“She’s just about to close up the library!”

Jennifer wrote at reel-librarians.com on 21.9.11:

“It’s a wonderful movie, truly. It’s a Wonderful Life…a personal favorite for many, especially as a TV staple at Christmas… The director, Frank Capra, is in top form, as is James Stewart, who displays devastating depth as George Bailey, an ordinary man who aches to be extraordinary. Both deservedly earned Oscar nominations, out of 5 total, including Best Picture.

In the film’s nightmarish second half, George gets a rare second chance to see how life would have been without his presence…And I still find tears in my eyes toward the end when everyone chips in to save good ol’ George Bailey, and when James Stewart whispers, “Attaboy, Clarence” and winks after the bell rings on the Christmas tree…

But…. how do you solve a problem like Mary?

Mary is George’s wife and one true love, played with intelligence and warmth by Donna Reed…Throughout the nightmare he witnesses in the second half — his brother dying, his mother withdrawing into a bitter old woman — it is the scene with his wife that finally gets to him, that breaks him.

And what does Mary become if George is out of the picture? A Spinster Librarian! Sigh.

Her scene as the Spinster Librarian is only about 30 seconds long, but that image continues to haunt librarians…without George, she suddenly loses her sense of style?!… She is so covered up, almost hiding, with the hat and the gloves and the buttoned-up clothes. This image is the stereotypical prototype for all Spinster Librarians. This does make sense, as the Spinster Librarian is one of the character types that heavily rely on stereotypical visual cues:  the severe hairstyle, glasses, and prim clothing.

But worse than that is the change in Mary’s personality. In the first half, she is warm and funny and sweet. In the second half, she has become shy, furtive, non-trusting, and scared of men. A typical Spinster Librarian, right? (Sigh.) Mary clutches her purse, and finally screams and faints when he declares her to be his wife.

Clarence telegraphs the change in Mary:  “You’re not going to like it, George. She’s an old maid. She’s just about to close up the library!”

What’s so disturbing about this scene — again, only about 30 seconds long! — is the uncomfortable undertones of this scene (at least for librarians).
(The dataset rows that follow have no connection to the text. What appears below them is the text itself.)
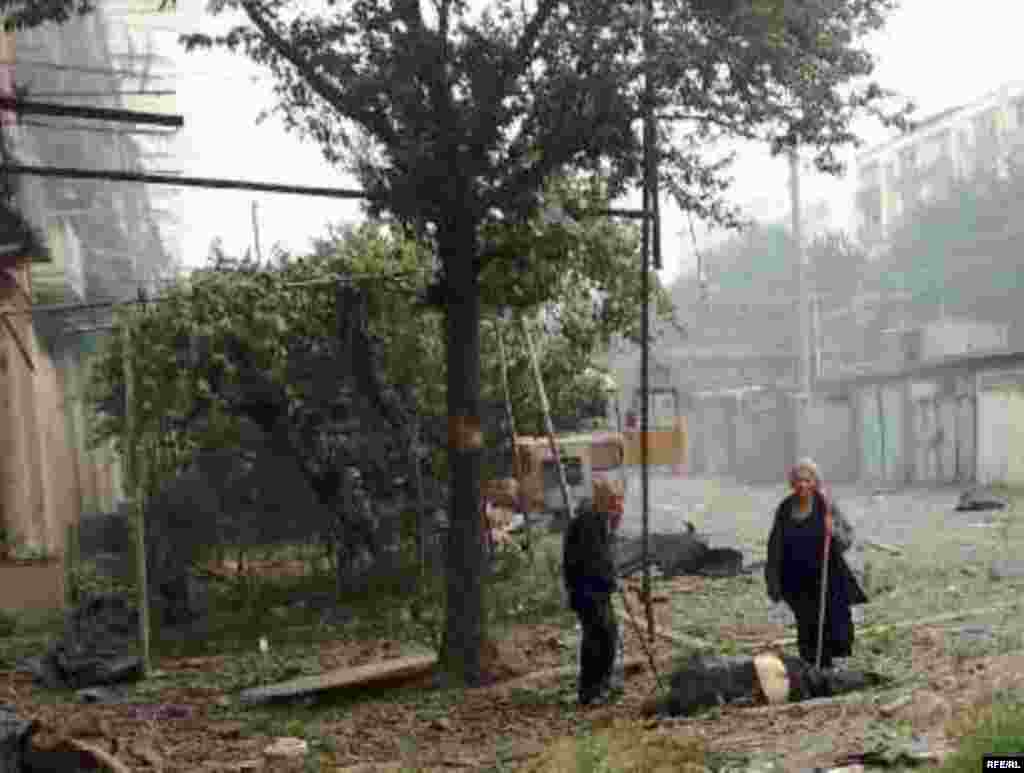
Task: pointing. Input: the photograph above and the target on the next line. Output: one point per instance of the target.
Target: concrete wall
(1000, 427)
(832, 438)
(47, 474)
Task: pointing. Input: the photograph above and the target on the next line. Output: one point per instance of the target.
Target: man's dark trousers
(599, 641)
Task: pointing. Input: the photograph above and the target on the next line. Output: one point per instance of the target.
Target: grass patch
(28, 634)
(993, 729)
(623, 747)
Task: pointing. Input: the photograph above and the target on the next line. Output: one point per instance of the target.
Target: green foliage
(457, 121)
(961, 250)
(85, 580)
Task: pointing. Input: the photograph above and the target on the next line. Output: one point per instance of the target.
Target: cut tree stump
(371, 675)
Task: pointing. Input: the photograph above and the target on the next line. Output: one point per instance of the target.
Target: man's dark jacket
(588, 563)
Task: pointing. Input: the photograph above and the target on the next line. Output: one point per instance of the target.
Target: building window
(869, 174)
(891, 173)
(907, 160)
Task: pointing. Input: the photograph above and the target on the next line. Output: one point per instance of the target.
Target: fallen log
(376, 674)
(884, 548)
(630, 666)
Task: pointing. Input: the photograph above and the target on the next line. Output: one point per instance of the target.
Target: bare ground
(186, 720)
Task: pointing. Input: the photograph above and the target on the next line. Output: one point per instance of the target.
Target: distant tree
(461, 119)
(962, 252)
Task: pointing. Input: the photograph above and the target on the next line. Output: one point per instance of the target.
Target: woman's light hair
(805, 465)
(608, 495)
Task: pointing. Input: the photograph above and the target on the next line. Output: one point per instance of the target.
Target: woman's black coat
(795, 556)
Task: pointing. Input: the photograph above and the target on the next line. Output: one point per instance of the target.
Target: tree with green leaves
(961, 253)
(456, 120)
(242, 353)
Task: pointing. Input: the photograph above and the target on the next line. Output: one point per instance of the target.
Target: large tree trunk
(464, 628)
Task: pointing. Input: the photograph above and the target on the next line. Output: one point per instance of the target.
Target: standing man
(589, 569)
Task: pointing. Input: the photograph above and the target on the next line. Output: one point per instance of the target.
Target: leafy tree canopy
(962, 251)
(455, 120)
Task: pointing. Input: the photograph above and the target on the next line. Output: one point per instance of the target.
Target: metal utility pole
(803, 294)
(135, 491)
(259, 253)
(650, 238)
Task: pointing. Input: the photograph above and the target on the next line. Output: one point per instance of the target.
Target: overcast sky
(938, 52)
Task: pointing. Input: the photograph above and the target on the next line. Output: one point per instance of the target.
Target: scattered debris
(100, 695)
(1006, 570)
(674, 555)
(14, 737)
(704, 682)
(92, 651)
(980, 499)
(163, 712)
(148, 755)
(286, 755)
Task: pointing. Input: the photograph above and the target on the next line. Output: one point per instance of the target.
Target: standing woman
(794, 569)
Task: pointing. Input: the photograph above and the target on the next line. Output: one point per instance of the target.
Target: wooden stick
(680, 639)
(822, 601)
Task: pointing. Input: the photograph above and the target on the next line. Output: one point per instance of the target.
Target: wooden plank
(360, 676)
(947, 617)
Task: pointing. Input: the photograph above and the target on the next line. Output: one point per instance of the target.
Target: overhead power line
(172, 133)
(27, 106)
(86, 69)
(112, 93)
(160, 179)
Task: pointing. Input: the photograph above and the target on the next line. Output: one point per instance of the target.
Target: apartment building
(103, 237)
(923, 165)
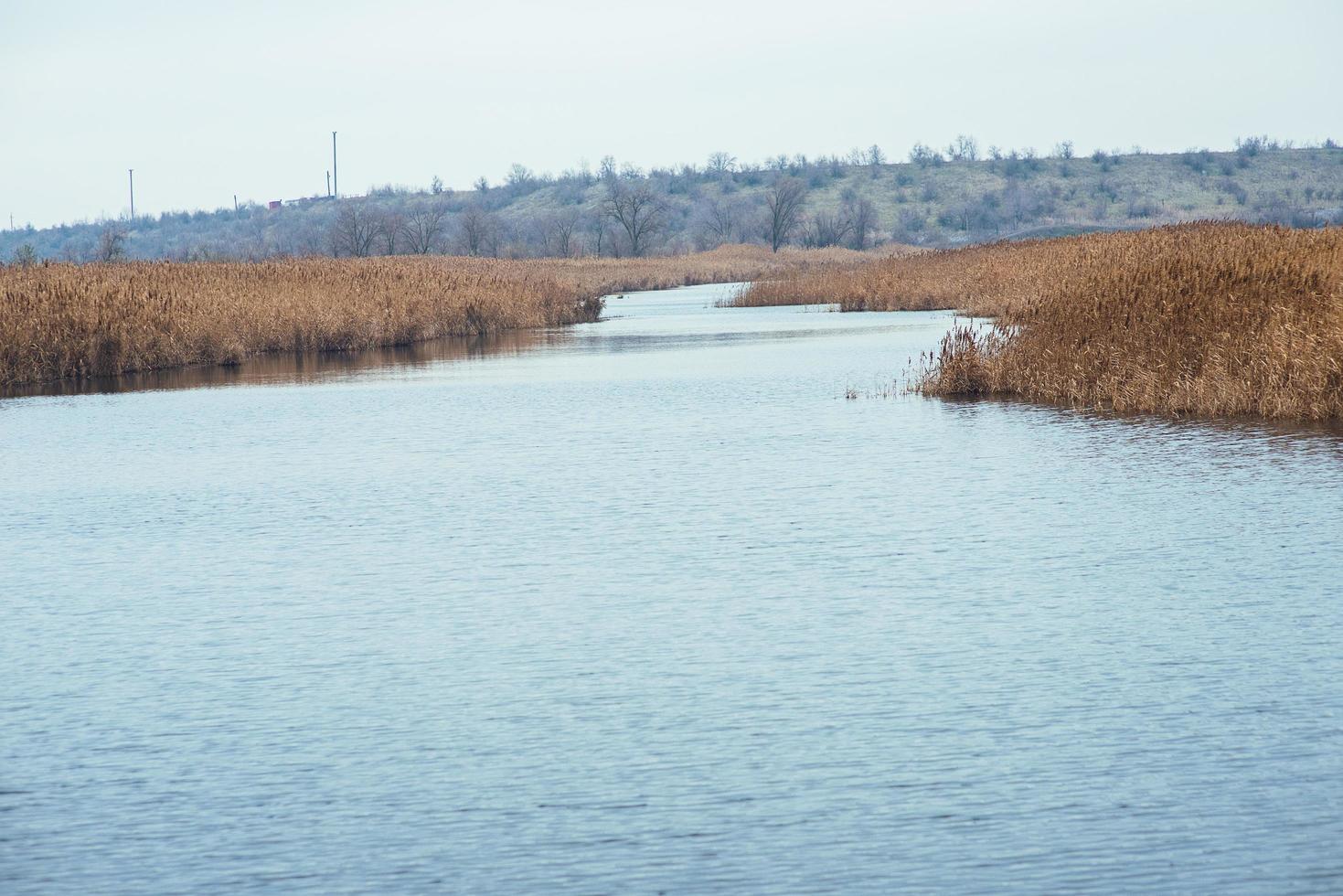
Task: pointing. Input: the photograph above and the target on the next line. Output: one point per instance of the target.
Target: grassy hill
(930, 200)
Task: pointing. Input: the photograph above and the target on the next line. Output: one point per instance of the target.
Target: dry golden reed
(1214, 318)
(1210, 318)
(60, 321)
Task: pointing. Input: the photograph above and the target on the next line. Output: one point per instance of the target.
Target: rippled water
(649, 606)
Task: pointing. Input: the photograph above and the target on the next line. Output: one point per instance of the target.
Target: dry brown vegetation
(1197, 318)
(62, 321)
(1216, 318)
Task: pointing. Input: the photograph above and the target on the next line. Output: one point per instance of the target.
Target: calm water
(649, 606)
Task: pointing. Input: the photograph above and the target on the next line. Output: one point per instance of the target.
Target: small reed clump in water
(60, 321)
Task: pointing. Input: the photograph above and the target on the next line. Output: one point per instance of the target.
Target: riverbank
(1210, 318)
(62, 321)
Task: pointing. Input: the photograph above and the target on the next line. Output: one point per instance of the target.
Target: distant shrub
(1233, 189)
(1139, 208)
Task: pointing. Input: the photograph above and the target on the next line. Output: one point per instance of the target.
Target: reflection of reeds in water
(60, 321)
(301, 367)
(1217, 318)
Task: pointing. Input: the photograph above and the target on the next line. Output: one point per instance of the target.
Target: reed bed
(1213, 318)
(59, 321)
(1210, 318)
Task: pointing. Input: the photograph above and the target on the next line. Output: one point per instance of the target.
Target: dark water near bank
(647, 606)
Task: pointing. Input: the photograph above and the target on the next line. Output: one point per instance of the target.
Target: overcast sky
(211, 100)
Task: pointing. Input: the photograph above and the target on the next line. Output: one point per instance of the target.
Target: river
(650, 606)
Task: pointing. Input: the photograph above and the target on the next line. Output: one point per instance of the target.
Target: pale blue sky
(211, 100)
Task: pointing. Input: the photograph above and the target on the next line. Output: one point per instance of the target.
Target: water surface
(647, 606)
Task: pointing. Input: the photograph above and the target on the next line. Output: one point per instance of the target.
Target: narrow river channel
(649, 606)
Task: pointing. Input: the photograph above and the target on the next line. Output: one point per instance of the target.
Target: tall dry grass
(60, 321)
(1208, 318)
(1216, 318)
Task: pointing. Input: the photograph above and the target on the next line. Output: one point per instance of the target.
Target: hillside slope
(933, 202)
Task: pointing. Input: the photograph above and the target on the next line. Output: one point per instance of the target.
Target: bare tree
(389, 229)
(719, 222)
(721, 163)
(559, 231)
(784, 202)
(355, 229)
(861, 215)
(477, 231)
(638, 209)
(826, 229)
(876, 159)
(25, 257)
(423, 228)
(965, 148)
(112, 242)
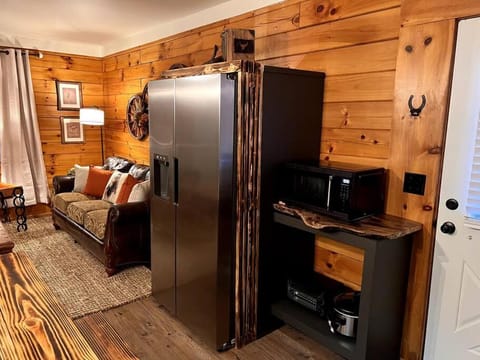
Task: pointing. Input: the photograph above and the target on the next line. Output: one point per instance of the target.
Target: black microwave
(346, 191)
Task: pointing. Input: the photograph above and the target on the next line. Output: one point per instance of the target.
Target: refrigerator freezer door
(162, 209)
(204, 118)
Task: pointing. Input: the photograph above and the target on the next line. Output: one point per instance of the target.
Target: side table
(14, 192)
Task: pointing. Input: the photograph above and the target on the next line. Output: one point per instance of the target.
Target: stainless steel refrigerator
(192, 142)
(191, 146)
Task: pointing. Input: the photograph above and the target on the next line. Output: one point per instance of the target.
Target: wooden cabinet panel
(377, 26)
(338, 261)
(355, 159)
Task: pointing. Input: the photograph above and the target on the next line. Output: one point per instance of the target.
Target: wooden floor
(151, 333)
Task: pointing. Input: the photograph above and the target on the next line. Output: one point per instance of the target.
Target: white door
(453, 324)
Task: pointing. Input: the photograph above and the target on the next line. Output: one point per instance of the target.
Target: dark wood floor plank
(103, 339)
(33, 325)
(151, 333)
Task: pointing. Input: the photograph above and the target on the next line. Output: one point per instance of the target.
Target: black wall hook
(416, 111)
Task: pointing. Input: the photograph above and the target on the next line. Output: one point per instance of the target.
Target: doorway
(453, 323)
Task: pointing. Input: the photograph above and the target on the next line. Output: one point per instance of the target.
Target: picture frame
(71, 130)
(69, 95)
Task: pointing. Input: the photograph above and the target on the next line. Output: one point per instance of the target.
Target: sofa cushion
(117, 163)
(140, 192)
(126, 189)
(62, 200)
(81, 175)
(95, 222)
(77, 210)
(114, 185)
(140, 172)
(96, 181)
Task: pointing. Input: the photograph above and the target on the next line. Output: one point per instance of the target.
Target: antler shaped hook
(416, 111)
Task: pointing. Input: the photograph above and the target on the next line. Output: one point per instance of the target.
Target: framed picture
(69, 95)
(72, 130)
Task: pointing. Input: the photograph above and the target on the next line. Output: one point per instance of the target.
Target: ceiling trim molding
(207, 16)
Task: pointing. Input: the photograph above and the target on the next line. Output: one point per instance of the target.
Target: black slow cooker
(343, 317)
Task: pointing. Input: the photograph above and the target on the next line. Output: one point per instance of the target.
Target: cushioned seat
(77, 210)
(62, 200)
(95, 222)
(107, 211)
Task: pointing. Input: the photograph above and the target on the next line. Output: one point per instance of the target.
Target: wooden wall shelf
(386, 242)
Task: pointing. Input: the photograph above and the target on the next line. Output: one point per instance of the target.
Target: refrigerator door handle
(175, 181)
(160, 174)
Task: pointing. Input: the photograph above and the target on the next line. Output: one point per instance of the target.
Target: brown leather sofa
(126, 238)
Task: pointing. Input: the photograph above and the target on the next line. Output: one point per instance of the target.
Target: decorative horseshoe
(416, 111)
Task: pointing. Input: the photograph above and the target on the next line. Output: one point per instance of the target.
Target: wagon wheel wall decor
(137, 117)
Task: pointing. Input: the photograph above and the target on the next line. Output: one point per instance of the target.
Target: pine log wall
(58, 157)
(360, 44)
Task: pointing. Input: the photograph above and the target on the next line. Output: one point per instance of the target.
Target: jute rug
(78, 279)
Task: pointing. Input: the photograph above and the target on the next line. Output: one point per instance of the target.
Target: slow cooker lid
(347, 303)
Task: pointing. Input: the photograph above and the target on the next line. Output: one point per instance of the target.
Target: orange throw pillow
(96, 181)
(126, 189)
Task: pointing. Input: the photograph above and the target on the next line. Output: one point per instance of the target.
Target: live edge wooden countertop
(33, 325)
(373, 227)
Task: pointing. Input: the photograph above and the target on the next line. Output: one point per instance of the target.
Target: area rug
(78, 279)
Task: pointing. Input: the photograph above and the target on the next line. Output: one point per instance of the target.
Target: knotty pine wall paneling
(58, 157)
(423, 68)
(355, 42)
(430, 29)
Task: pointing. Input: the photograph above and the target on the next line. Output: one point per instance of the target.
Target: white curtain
(21, 159)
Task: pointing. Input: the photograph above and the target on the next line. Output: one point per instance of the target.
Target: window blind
(473, 196)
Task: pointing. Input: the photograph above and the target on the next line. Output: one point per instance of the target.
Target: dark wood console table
(386, 242)
(15, 192)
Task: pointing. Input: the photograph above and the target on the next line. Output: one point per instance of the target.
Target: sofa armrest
(63, 183)
(127, 235)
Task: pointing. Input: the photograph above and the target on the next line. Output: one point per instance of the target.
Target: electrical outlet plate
(414, 183)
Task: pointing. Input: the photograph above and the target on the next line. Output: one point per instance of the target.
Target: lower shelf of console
(314, 326)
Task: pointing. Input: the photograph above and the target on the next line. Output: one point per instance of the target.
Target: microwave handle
(329, 189)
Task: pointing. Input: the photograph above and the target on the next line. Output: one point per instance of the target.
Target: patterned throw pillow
(140, 192)
(126, 189)
(81, 175)
(114, 186)
(96, 181)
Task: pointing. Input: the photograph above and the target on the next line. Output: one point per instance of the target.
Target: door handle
(175, 181)
(447, 227)
(451, 204)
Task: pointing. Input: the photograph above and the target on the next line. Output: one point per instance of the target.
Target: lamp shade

That without men in our lives, the ultimate nightmare for women is… to become “old maid” librarians?! That if we get married, we are spared from this oh-so-terrible fate? Again, sigh.

I know this scene is taken to extremes for the sake of the plot. George is near breaking point, and he needs a shock to get him to appreciate life again. And Mary becoming an “old maid” highlights the point that they are each other’s true loves — that without the other, they are not truly whole. Plot-wise, this scene makes sense. But emotionally, as a librarian, it is hard to swallow.

So this movie will continue to be a personal favorite — but a personal favorite with an asterisk.”